With various fiscal stimulus programs having ended in the summer, and even more set to expire on Dec 31 when nearly 15 million Americans will end up without emergency unemployment claims unless the government steps in, it shouldn’t be a surprise that American incomes – largely boosted by government “transfer payments” – shrank in October, sliding -0.7% compared to September, far weaker than the -0.1% expected. At the same time spending remained strong, rising 0.5% in October, above the 0.4% expected, if a modest slowdown from the 1.2% in September, and up for the 6th consecutive month.
Another way of seeing the convergence of spending, which has rebounded strongly from the March crash, and incomes which are shrinking rapidly since the massive multi-trillion spending package in the spring, is shown below.

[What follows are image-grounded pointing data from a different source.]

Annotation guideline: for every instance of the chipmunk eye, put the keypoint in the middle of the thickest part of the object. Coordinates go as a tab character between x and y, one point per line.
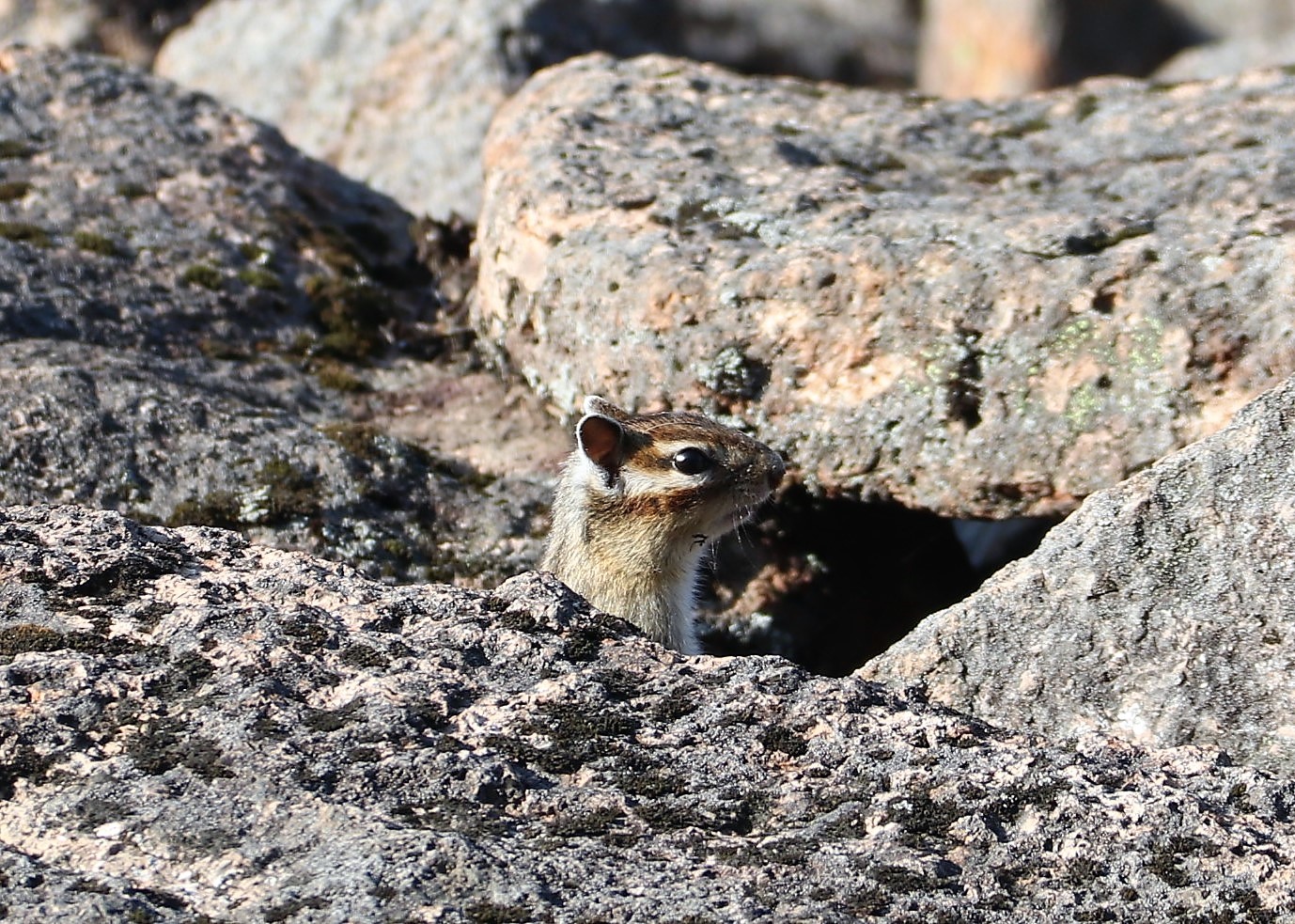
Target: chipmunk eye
692	461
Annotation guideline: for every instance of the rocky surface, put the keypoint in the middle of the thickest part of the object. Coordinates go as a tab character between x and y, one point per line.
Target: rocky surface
135	214
1163	611
187	329
412	85
195	726
978	310
254	446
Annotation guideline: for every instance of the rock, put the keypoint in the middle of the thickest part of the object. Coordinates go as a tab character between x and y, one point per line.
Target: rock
187	325
1230	55
194	726
991	48
969	308
413	85
1163	611
135	214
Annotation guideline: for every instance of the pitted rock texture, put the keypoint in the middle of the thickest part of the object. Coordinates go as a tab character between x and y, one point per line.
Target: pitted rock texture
195	726
978	310
1163	611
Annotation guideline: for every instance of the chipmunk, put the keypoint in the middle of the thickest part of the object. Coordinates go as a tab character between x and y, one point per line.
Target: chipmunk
641	499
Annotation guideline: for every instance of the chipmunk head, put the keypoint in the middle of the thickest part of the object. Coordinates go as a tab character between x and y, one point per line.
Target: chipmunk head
691	475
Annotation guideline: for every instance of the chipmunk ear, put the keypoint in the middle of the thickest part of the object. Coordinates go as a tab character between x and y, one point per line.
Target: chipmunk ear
605	408
602	441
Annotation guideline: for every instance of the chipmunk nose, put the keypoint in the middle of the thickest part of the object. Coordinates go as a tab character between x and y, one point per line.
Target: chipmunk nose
777	468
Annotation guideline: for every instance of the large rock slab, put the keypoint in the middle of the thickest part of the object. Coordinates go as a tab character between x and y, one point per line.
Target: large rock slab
979	310
192	726
188	318
399	92
1163	611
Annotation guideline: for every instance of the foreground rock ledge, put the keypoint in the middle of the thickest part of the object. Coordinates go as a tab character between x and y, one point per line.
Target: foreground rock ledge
1162	611
975	310
192	725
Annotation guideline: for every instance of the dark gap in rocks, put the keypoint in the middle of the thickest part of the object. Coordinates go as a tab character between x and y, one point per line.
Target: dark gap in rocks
835	582
1153	33
135	29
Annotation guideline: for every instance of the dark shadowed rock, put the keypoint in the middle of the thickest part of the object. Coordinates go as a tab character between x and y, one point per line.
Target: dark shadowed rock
252	446
195	726
199	324
1163	611
136	214
978	48
975	310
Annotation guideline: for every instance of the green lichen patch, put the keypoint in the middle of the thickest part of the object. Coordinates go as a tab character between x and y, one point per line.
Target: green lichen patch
23	762
13	189
259	277
202	274
168	744
332	719
12	149
290	492
338	377
29	638
133	189
96	243
218	509
24	232
359	440
352	314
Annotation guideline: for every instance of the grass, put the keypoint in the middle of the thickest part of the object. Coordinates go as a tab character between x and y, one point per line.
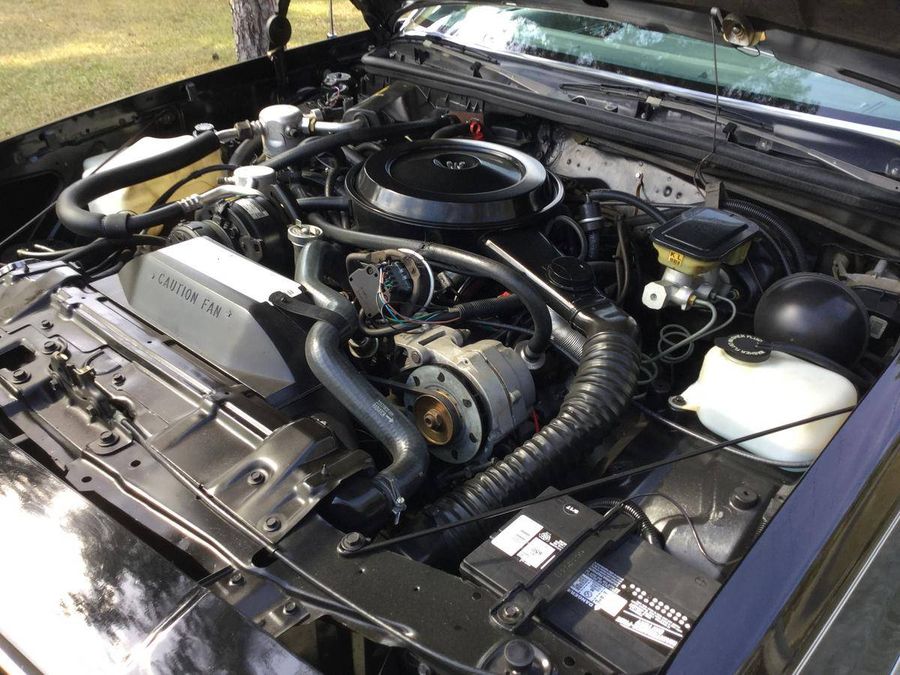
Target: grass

So with incomes shrinking as government welfare payments fade away, how did American household manage to grow spending in October for the 6th consecutive month? Simple: by digging deeper into their savings, which as a reminder soared as high 33.7% of Personal Income following the massive fiscal stimulus in April. Well, as of October, this number has tumbled almost back to trendline, and at 13.6%, it was 1% lower than September, and 20% below its record high hit in April.

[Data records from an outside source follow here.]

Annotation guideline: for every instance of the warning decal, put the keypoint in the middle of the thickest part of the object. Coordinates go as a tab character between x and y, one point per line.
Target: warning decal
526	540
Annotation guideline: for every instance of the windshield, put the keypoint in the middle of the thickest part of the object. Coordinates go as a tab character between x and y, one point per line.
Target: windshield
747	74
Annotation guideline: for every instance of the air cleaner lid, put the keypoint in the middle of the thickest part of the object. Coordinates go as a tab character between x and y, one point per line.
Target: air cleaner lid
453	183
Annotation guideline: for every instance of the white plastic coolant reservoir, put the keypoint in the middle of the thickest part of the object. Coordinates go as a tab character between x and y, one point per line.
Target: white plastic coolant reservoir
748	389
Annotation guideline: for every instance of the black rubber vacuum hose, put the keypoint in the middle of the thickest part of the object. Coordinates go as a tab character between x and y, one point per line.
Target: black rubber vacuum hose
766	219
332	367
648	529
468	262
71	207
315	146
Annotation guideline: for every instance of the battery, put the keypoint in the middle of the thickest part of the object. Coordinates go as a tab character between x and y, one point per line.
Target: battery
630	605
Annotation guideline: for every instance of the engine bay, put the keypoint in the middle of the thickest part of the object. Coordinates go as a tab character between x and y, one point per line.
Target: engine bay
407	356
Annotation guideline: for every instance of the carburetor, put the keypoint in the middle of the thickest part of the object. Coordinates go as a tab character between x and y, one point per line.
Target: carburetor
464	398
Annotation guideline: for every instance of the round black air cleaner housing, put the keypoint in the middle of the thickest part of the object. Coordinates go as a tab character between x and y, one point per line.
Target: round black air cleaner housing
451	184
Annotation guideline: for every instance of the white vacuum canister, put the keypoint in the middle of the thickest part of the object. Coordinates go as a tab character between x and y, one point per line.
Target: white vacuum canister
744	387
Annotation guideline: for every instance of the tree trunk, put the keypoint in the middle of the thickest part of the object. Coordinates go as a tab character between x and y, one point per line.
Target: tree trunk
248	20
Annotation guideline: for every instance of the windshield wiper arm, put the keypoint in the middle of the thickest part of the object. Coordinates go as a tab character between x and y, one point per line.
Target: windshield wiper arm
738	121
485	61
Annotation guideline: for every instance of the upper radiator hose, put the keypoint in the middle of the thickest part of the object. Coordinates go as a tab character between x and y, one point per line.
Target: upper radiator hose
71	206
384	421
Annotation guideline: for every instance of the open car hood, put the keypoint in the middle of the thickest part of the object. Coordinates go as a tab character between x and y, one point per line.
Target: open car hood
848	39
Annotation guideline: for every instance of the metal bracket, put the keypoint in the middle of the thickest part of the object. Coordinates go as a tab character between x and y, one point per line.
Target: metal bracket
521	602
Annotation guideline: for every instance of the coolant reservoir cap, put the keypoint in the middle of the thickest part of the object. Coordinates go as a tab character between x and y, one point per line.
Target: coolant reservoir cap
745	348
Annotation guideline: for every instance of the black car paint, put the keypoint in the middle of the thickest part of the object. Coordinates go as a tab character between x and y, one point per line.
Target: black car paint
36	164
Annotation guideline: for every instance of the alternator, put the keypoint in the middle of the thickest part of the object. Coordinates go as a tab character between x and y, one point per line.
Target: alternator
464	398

At this rate, savings will be back to “normal” just around the time the US economy double dips some time in Q1, if JPM’s forecast of a -1% GDP print in Q1 is correct. Meaning: the safety net propping up the US consumer, who accounts for 70% of GDP, is almost gone.

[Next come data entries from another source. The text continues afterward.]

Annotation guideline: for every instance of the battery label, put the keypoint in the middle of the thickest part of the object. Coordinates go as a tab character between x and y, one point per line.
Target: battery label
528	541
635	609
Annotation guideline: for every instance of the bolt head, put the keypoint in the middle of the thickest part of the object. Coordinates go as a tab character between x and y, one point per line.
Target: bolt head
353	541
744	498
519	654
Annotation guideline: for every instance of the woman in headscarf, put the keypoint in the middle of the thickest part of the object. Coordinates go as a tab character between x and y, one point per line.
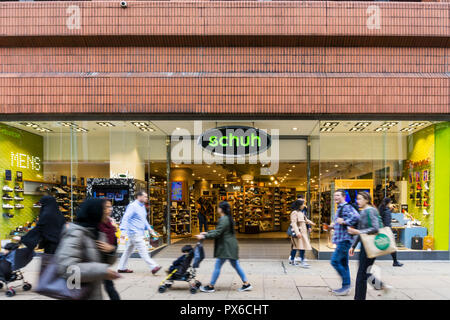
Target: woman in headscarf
79	248
48	228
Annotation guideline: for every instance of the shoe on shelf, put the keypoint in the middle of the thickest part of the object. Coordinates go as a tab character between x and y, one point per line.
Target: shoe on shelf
245	287
344	291
125	271
207	289
156	269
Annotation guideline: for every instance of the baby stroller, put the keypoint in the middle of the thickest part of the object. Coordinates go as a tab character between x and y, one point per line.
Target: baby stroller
10	265
181	269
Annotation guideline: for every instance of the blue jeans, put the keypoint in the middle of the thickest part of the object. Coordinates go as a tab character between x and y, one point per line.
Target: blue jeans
339	261
234	263
294	251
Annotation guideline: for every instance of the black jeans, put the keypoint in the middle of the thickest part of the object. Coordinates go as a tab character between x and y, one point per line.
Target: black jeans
362	276
109	288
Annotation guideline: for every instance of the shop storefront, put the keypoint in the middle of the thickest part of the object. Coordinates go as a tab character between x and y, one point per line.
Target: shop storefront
259	166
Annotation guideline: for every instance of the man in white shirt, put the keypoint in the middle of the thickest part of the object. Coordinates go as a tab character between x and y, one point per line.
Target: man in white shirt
134	224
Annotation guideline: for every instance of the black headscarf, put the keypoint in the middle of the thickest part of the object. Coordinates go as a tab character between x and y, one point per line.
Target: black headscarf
49	225
90	214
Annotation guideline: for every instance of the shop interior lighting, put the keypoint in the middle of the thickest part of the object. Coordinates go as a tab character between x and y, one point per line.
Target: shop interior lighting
330	124
417	124
105	124
389	124
364	124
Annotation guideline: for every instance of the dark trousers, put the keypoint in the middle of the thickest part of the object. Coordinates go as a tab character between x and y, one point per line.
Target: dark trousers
202	222
363	275
109	288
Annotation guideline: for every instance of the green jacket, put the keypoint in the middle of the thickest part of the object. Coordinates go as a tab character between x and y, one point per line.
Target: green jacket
225	243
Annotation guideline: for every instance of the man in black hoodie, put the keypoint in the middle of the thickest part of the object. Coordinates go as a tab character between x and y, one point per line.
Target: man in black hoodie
48	229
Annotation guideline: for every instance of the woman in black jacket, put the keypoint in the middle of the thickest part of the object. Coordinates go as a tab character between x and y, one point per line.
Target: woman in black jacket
48	229
386	214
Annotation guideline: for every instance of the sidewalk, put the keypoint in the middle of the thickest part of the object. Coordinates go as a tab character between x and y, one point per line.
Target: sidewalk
275	279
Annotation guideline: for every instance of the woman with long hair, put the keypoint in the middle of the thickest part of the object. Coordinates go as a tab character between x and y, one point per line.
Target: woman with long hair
81	246
385	209
299	242
369	223
225	247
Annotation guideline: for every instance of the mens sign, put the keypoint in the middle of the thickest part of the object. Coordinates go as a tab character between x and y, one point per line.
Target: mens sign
235	141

Finally, going back to the composition of incomes, an notable observation is that while private sector wages continued their solid recovery in October, rising 3.0% Y/Y, up from 2.6% in September and on track to pre-covid levels, government wages tumbled -2.2% which curiously happens to be the biggest annual drop in government wages on record.
One wonders: as Trump’s contemplates next steps, is one of his “presents” to the deep state a big drop in its compensation?